Virus recombination is a typical aspect of sarbecovirus evolution, in which genetic material from two genetically diverse parental lineages is
is merged into a viable descendent virus genome. During the evolutionary history of severe acute respiratory syndrome coronavirus 2 (SARS-CoV-2), genomic investigations reveal recombination events among coronaviruses circulating in non-human species occurred. During the coronavirus disease 2019 (COVID-19) pandemic, there were signs of ongoing recombination among SARS-CoV-2 genomes assessed using a statistical framework.
Study: Emergence and widespread circulation of a recombinant SARS-CoV-2 lineage in North America. Image Credit: Lightspring/Shutterstock
SARS-CoV-2 genomes that are recombinant have been found in the UK at low frequency, with some showing evidence of forward transmission. One of these UK recombinants was designated as lineage XA, the Pango nomenclature system's first recombinant lineage.
As SARS-CoV-2 spreads worldwide, new lineages emerge and are tracked using the Pango dynamic hierarchical nomenclature system. A succession of lineages descended from B.1 was first found in North and Central America in late 2020 and early 2021.
National genomic surveillance programs in the United States of America, Mexico, and other nations in the Americas identified lineages B.1.627, B.1.628, B.1.631, and B.1.634. Their genomes were posted publicly on the GISAID database. The presence of genomic similarities between these and other lineages circulating in the region and elsewhere led to the hypothesis that recombination occurred during their emergence and spread.
A team of researchers from multi-national institutions examine the dissemination and evolution of these four lineages in this paper, as well as the potential that one or more recombination events played a role in their evolution.

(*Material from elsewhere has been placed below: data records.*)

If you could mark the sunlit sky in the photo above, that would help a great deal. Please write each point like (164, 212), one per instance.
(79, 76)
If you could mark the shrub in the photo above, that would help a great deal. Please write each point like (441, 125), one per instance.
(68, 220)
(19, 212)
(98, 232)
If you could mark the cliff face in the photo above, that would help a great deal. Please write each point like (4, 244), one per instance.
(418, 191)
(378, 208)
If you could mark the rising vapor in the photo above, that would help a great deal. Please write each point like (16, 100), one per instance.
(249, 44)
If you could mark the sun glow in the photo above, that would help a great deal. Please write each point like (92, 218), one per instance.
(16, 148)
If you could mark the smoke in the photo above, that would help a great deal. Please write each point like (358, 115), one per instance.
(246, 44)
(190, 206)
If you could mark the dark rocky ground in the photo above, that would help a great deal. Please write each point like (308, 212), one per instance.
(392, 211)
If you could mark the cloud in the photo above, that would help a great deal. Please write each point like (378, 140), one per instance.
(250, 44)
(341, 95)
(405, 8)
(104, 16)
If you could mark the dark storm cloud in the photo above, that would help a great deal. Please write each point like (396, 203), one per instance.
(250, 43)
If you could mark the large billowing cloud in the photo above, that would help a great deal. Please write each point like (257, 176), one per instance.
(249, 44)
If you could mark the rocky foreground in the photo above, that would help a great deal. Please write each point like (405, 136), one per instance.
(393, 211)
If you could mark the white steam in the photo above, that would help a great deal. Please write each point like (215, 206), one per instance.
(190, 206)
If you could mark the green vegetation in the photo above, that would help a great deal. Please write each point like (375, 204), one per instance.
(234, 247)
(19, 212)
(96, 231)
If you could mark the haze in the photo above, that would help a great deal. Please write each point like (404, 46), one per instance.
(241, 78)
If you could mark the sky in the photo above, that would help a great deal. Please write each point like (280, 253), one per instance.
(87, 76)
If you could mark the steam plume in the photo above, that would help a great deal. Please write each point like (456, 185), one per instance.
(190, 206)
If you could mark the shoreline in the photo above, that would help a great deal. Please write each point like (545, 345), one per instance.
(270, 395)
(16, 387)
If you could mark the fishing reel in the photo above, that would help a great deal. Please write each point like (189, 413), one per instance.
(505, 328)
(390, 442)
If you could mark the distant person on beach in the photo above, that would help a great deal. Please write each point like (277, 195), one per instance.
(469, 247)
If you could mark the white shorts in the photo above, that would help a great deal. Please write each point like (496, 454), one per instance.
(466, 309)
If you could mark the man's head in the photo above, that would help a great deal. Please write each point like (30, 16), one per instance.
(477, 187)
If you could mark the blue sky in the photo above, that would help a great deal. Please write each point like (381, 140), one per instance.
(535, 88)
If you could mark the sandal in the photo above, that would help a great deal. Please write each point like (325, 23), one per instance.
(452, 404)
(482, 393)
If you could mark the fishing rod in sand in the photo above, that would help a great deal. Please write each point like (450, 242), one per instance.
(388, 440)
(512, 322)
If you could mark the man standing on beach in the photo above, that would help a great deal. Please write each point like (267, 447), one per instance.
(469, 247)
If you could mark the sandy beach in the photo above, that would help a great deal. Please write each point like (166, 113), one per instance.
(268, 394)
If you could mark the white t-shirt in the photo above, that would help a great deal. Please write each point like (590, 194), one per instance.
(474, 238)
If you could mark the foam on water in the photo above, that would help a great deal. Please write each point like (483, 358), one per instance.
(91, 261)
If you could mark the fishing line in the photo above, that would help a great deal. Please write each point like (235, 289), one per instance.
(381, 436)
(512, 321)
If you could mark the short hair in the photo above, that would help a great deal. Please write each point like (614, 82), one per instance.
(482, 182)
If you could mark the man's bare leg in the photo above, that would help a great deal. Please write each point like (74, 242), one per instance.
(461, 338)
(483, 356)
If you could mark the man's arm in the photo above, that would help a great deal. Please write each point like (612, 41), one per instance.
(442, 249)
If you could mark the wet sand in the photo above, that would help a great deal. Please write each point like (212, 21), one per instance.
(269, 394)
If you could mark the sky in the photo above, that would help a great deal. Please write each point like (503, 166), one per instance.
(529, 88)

These findings corroborate lineage B.1.628's recombinant origin and classification as a separate recombinant lineage with forward transmission circulating in various nations.
A preprint version of this study, which is yet to undergo peer review, is available on the medRxiv* server.
A total of 1950 sequences from lineages B.1.627 (n = 252), B.1.628 (n = 1391), B.1.631 (n = 181), and B.1.634 (n = 126) were analysed for their spatiotemporal distribution. The four lineages' sequences were gathered between July 8, 2020, and August 18, 2021, with most of the samples taken in 2021.
All four lineages were mostly sampled in North America (89.5%), either in the United States of America (USA) or Mexico. B.1.627 and B.1.631 were generally found in the United States, while B.1.634 was more frequent in Mexico. Recombination is likely to have occurred in the data set of this study, according to the findings.
The results can be explained by a single breakpoint in the alignment, according to the generic algorithm recombination detection (GARD) analysis, which shows that a model integrating this recombination event has a lot of support. GARD infers that the breakpoint occurred around position 21308 (a TTT codon), which corresponds to the signal peptide region at the spike protein's N-terminus (18 nucleotides downstream of the canonical sarbecovirus transcription regulatory sequence AACGAAC).
However, when different subsampling approaches are used, some variation in the results was observed; an analysis that excludes the B.1.634 lineage indicates a recombination breakpoint is inferred at position 22775-22778 (at a GAT codon) in the Spike protein reading frame, which is close to beta-sheet 3 and corresponds to amino acid 390D in the core area of the receptor-binding domain (RBD). The NSP6 deletions are placed on one side of the breakpoint, and the Orf3a deletions are placed on the opposite side of the breakpoint due to the recombination analysis.
The authors calculated pairwise genetic distances across the genomes of representative sequences (basal to the main clades) in reference to the Hu-1 reference genome to further investigate the genetic divergence of these lineages and the sequences near the root of the phylogenetic trees (specifically, B.1.631 minor and B.1.628 minor).
While mutations have accumulated in all lineages, B.1.631 minor's Orf1ab area displays the least divergence from Hu-1; all clades show peak genetic divergence between locations 21000 and 23000, except for B.1.628 major, which diverges from Hu-1 uniformly across its genome.
The authors discovered that B.1.628 major arose as a result of a recombination event between the B.1.631 major clade and lineage B.1.634, prompting its classification as a recombinant lineage under the Pango nomenclature convention. It is also proposed that the sequences classified as B.1.628 minor be examined and categorized as lineage B.1.
The dominance of lineage B.1.617.2 (VOC Delta) on a global scale appears unchallenged at the time of writing, but the remarkable expansion of B.1.628 in early and mid-2021 highlights the viability of a recombinant SARS-CoV-2 lineage and delineates yet another important function of active genomic surveillance programs.
These findings highlight the necessity of future research into the virus's recombination rate and potential and the drivers of such evolutionary processes.
medRxiv publishes preliminary scientific reports that are not peer-reviewed and, therefore, should not be regarded as conclusive, guide clinical practice/health-related behavior, or treated as established information.